When Tomora's parents were killed later that same night, Patricia was still nearby. She hadn't left the forest yet. From a distance, unseen and unheard, she witnessed the final moments of Tomora's parents. She did not interfere. Not because she was cruel—but because at that point in her life, she had trained herself not to act on emotion. Observing without attachment was how she survived.

It was during those moments that she learned Tomora's name.

As Tomora's mother lay dying, she spoke his name aloud. Softly. Desperately. Like a prayer. That name carried through the trees—and reached Patricia. It stayed with her. When Patricia later picked Tomora up, she already knew who he was. That is why she never asked his name. She already had it.

The blood on Patricia's hands when she found Tomora was not his parents' blood.

It was the blood from the earlier mission—the people in the cabin.

That detail matters, because it separates guilt from responsibility. Patricia did not kill Tomora's parents. She did not cause their deaths.
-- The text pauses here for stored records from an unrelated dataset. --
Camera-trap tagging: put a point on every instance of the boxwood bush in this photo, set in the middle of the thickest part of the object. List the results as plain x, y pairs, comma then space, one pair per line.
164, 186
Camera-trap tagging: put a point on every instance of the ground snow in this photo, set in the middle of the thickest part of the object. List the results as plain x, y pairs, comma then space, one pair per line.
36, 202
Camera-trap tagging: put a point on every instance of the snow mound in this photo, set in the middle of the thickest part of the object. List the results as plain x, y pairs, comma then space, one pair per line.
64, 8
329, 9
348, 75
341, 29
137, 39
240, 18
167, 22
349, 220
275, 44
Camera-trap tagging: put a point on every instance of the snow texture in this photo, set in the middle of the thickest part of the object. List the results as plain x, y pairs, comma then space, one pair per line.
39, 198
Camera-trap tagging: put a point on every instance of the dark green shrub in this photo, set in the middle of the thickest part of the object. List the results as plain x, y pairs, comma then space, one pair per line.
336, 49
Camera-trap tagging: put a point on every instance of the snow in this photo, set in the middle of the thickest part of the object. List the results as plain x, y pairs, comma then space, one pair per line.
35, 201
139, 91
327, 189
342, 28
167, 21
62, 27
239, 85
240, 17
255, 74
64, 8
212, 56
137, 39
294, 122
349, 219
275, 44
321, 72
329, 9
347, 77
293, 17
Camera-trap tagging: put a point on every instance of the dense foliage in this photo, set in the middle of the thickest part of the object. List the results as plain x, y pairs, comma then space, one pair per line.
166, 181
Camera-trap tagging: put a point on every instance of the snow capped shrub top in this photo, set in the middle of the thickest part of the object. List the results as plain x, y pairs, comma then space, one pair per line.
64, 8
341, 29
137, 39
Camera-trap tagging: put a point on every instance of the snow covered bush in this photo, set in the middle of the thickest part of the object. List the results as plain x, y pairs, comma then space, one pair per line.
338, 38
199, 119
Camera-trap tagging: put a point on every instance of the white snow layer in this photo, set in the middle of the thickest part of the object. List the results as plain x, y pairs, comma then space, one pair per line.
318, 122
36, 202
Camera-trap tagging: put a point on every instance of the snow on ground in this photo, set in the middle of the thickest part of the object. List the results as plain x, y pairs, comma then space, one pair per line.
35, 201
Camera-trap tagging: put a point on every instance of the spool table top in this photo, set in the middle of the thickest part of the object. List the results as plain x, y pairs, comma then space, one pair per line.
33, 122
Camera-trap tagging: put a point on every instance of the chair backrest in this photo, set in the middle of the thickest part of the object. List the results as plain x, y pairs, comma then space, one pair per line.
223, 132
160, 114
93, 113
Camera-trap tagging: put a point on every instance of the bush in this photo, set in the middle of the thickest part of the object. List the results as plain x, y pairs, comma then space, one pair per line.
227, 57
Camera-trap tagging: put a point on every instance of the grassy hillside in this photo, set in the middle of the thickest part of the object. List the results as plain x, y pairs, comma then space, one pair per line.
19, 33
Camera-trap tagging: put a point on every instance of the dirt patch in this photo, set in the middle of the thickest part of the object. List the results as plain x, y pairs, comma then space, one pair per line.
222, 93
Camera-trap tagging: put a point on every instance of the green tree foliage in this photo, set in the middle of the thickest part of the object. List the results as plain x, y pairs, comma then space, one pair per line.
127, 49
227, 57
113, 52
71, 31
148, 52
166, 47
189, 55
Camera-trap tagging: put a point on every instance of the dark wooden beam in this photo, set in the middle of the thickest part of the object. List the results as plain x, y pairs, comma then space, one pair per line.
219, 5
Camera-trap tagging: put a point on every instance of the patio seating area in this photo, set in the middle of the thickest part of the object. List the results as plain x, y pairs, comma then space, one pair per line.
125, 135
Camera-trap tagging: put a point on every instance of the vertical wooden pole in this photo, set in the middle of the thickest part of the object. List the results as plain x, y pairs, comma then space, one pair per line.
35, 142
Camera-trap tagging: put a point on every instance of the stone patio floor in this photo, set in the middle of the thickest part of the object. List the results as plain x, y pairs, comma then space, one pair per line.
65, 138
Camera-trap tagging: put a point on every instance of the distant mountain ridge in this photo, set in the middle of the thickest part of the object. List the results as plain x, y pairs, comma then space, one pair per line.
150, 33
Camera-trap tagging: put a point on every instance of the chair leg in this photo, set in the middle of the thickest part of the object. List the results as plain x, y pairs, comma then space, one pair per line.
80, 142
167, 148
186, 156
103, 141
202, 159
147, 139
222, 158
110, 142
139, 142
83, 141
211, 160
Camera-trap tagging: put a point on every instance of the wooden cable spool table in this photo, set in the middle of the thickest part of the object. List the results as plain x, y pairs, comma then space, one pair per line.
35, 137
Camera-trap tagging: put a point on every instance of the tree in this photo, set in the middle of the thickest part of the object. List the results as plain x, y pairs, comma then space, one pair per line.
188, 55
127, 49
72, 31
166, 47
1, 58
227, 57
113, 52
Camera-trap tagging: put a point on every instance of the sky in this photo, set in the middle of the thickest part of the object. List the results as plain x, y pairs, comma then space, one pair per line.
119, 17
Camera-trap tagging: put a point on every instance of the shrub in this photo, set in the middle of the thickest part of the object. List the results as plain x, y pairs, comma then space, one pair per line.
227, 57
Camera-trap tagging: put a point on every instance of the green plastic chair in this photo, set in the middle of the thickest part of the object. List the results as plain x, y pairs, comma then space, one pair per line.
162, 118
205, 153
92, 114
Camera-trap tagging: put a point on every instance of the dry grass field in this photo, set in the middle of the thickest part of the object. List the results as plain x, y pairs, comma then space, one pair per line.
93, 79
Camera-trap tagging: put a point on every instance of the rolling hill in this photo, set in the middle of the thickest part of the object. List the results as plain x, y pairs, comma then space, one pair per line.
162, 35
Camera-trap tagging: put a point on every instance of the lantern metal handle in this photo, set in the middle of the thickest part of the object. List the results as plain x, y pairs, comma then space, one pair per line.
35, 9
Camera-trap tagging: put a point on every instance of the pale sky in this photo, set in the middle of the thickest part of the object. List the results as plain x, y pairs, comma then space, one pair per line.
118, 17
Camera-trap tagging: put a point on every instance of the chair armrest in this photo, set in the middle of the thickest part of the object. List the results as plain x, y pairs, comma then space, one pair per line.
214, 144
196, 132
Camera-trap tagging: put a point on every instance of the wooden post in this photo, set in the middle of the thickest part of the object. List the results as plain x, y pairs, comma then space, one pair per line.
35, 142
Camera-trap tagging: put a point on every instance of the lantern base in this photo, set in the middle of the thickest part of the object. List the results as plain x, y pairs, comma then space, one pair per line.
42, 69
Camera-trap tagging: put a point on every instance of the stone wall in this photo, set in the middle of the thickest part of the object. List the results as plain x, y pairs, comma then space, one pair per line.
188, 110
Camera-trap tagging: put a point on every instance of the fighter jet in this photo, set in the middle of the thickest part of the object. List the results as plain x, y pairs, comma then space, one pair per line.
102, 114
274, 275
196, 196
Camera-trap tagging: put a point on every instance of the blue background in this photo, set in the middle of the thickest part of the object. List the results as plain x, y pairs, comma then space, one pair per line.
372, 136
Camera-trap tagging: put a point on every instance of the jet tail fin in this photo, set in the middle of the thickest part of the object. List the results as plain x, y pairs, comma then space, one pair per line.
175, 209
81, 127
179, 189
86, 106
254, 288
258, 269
But she was part of the same night of violence. The forest did not care where one tragedy ended and another began. To Tomora, she appeared as someone who emerged from death itself—hands stained, expression unreadable, standing where no one else survived.

When Patricia chose to take Tomora with her, it was not part of any mission.

It was the first time she acted against the life she had built.

Taking Tomora in marked the end of her career as an assassin. Not gradually. Not eventually. Immediately. She abandoned her contracts, her handlers, and her former identity. The child she carried out of that forest became the line she would never cross again. Tomora was not just someone she saved—he was the reason she stopped being who she was.

And Tomora never knew.

Patricia never told him about the cabin. Never told him about the mission. Never told him that she had once killed for a living. She raised him as a guardian, a protector, a quiet presence—never as a monster, never as a weapon. She believed that if Tomora knew the truth, he would see her the same way the village later saw him: as something dangerous.

So she kept it buried.

The irony is that Patricia understood Tomora better than anyone else ever could. She knew what it meant to be feared. To be powerful. To be defined by violence rather than intention. That is why she never pushed him to use his lightning. Why she feared his power more than she admired it. She had already lived that life—and she refused to let him inherit it.

In the end, Patricia was never "just" a kind woman who found a child in the woods.

She was someone who walked away from blood because of him.

And Tomora—without ever knowing—was the reason a monster chose to become human.